Il réalise alors plusieurs films, dont U.S.S.
(1970) puis Les Situs heureux (1970-78), qui rassemblent
les expériences "hippies" d’une part et pro-situationnistes
de l’autre en une forme originale de dérive à la
beauté sombre. Nous reviendrons sur les événements
et le parcours singulier d’Alain Montesse.
Projection des
films: U.S.S. (Unsanity’S Speculum) (1970), 29 min.
30; Les Situs heureux (1970-1978), 52 min ; Bugey pour
mémoire (1971), 6 min. 30.
Cinéaste,
vidéaste et photographe, Christian Lebrat
est également historien du cinéma d’avant-garde
et expérimental. Directeur des éditions
Paris Expérimental (http://www.paris-experimental.asso),
il a co-dirigé l’encyclopédie Jeune,
dure et pure ! Une histoire du cinéma d’avant-garde
et expérimental en France (2001) et publié
récemment un recueil de ses textes critiques intitulé
Cinéma radical (2008).
Alexis MOMBELET: Le Metal:
une culture de l'ubris
Le metal désigne un courant
musical qui naît au tournant des années 1960-1970,
sous l’impulsion de groupes anglais tels que Black Sabbath
ou Deep Purple. En quelques années, le metal, qui repose
sur des guitares électriques et des sons saturés,
s’internationalise. Représenté par des groupes
tels que Metallica, Slayer, Rammstein, Dimmu Borgir ou Marduk,
le metal est une radicalisation de la musique rock, tant sur
le plan musical que sur celui des pratiques sociales et des imaginaires
qui l’accompagnent. S’il rassemble plusieurs centaines de milliers
de personnes en France, ce phénomène musical
et culturel reste en partie méconnu du grand public. Plus
encore, le metal éveille la suspicion des médias
et de certains responsables politiques et religieux en raison des
discours contestataires et de l’imaginaire satanique qu’il véhicule
en particulier via le black metal. Générant
une esthétique de l’excès, de la démesure,
le metal est traversé par l’ubris et vient nous rappeler,
à la suite d’Edgar Morin auteur du Paradigme perdu: la nature
humaine (1973), qu’"homo sapiens est homo demens".
Docteur en Sociologie,
diplômé de l’Université Paris Descartes (Paris V),
Alexis Mombelet est membre du CEAQ (Centre d’Etude sur
l’Actuel et le Quotidien). Il est l’auteur de plusieurs publications
sur la musique metal et le satanisme. Directeur de La Religion
metal. Sociologie de la musique metal (revue Sociétés
n°88, De Boeck, 2005), coauteur de l’ouvrage Le Satanisme.

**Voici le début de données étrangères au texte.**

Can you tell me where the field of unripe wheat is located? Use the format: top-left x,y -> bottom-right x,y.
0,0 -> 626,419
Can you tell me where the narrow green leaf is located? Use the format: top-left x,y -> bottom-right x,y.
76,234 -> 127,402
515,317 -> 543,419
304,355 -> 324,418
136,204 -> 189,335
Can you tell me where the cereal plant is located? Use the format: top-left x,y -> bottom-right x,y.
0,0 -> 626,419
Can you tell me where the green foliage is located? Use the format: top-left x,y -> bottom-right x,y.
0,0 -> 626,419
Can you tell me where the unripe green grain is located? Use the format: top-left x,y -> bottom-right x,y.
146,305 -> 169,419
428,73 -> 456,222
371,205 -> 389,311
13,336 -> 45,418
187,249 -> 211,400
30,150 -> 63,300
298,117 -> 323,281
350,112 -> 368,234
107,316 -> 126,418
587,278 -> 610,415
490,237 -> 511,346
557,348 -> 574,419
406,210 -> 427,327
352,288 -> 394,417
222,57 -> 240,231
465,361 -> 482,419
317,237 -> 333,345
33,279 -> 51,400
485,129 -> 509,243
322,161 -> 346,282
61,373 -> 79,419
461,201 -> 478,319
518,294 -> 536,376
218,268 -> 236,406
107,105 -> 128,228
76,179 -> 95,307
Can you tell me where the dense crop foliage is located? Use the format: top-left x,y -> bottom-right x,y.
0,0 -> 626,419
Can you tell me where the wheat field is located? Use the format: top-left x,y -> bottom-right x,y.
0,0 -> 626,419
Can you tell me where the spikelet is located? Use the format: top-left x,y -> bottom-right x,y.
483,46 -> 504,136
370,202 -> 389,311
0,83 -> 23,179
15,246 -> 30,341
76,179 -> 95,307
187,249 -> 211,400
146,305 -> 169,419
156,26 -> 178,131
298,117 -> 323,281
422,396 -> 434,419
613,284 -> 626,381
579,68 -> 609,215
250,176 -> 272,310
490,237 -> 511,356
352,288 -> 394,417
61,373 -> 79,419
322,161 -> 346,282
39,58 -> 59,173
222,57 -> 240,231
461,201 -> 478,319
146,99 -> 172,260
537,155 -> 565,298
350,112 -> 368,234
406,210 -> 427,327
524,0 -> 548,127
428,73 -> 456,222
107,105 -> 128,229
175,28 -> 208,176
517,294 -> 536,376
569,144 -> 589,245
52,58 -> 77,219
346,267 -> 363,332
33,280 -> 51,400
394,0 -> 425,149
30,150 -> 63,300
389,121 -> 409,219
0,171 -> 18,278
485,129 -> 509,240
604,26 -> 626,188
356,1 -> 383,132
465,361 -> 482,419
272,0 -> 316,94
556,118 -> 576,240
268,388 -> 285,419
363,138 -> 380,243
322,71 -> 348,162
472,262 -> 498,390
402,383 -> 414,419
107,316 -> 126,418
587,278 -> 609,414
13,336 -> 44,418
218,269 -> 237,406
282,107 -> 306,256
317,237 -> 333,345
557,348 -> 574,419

Quel danger pour la société ? (Pygmalion-Flammarion,
2008), il a également rédigé l’entrée
"Metal (courant musical)" pour le Dictionnaire de l’Adolescence
et de la Jeunesse (PUF, 2010). Domaines de recherche: pratiques
culturelles, musiques, jeunesse, déviance (www.alexismombelet.com).
Muriel PIC: Une leçon de montage:
Christian Prigent et les avant-gardes
Dans quelle mesure l’illisibilité d’une œuvre est-elle
une tentative pour nous désapprendre à lire afin de
lutter contre une idéologie du sens? Pour poser cette question
d’une pédagogie de la contre-culture à l’œuvre
de Christian Prigent, je la confronterai à deux œuvres considérées
avant-gardistes: celles de Stéphane Mallarmé et de
Georges Bataille.
Muriel Pic est chercheur FNS en littérature
française du XXe siècle à l’université
de Neuchâtel.
Elle a publié plusieurs ouvrages dont Le
Désir monstre. Poétique de Pierre Jean Jouve
(2006), W.G. Sebald. L’image papillon (2009) et Les désordres
de la bibliothèque (2010).
http://www2.unine.ch/ilf/page20409.html
Christian PRIGENT
Christian Prigent
est né en 1945 à Saint-Brieuc. Après des
séjours à Rome (1978/1980) et à Berlin (1985/1991),
il vit désormais en Bretagne. Il a dirigé de 1969
à 1993 la revue d’avant-garde TXT et la collection
du même nom. Il a publié, essentiellement chez
POL, à Paris, mais aussi chez Christian Bourgois, Cadex,
Zulma, Le Bleu du Ciel, Argol, une quarantaine d’ouvrages (poésie,
fiction, essais sur la littérature et la peinture) et
donne régulièrement, dans le monde entier, des
lectures publiques de son travail.
Bibliographie récente (sélection):
Météo des plages (roman en vers)
POL, 2010 ; Christian Prigent quatre temps (entretiens),
Argol, 2009 ; Naufrage du Litanic (CD & livret),
Le Bleu du Ciel, 2008; Le Sens du toucher (essai), Cadex,
2008 ; Demain je meurs (roman), POL, 2007; L'Incontenable
(essai), POL, 2004 ; Grand-mère Quéquette (roman),
POL, 2003 ; Salut les anciens /Salut les modernes (essai),
POL, 2000.
Frédéric ROBERT: Vers une
contre-culture américaine dans les années soixante
Les années 1960 sont une décennie
intrinsèquement politique et culturelle, bercée
par des révoltes et des utopies: révoltes essentiellement
politiques (même si des exemples de révoltes culturelles
existent, si l’on songe au mouvement hippie de San Francisco) et
utopies pour la plupart culturelles (même si, là encore,
des utopies politiques ne peuvent être ignorées, comme
la "démocratie de participation" de la Nouvelle Gauche américaine).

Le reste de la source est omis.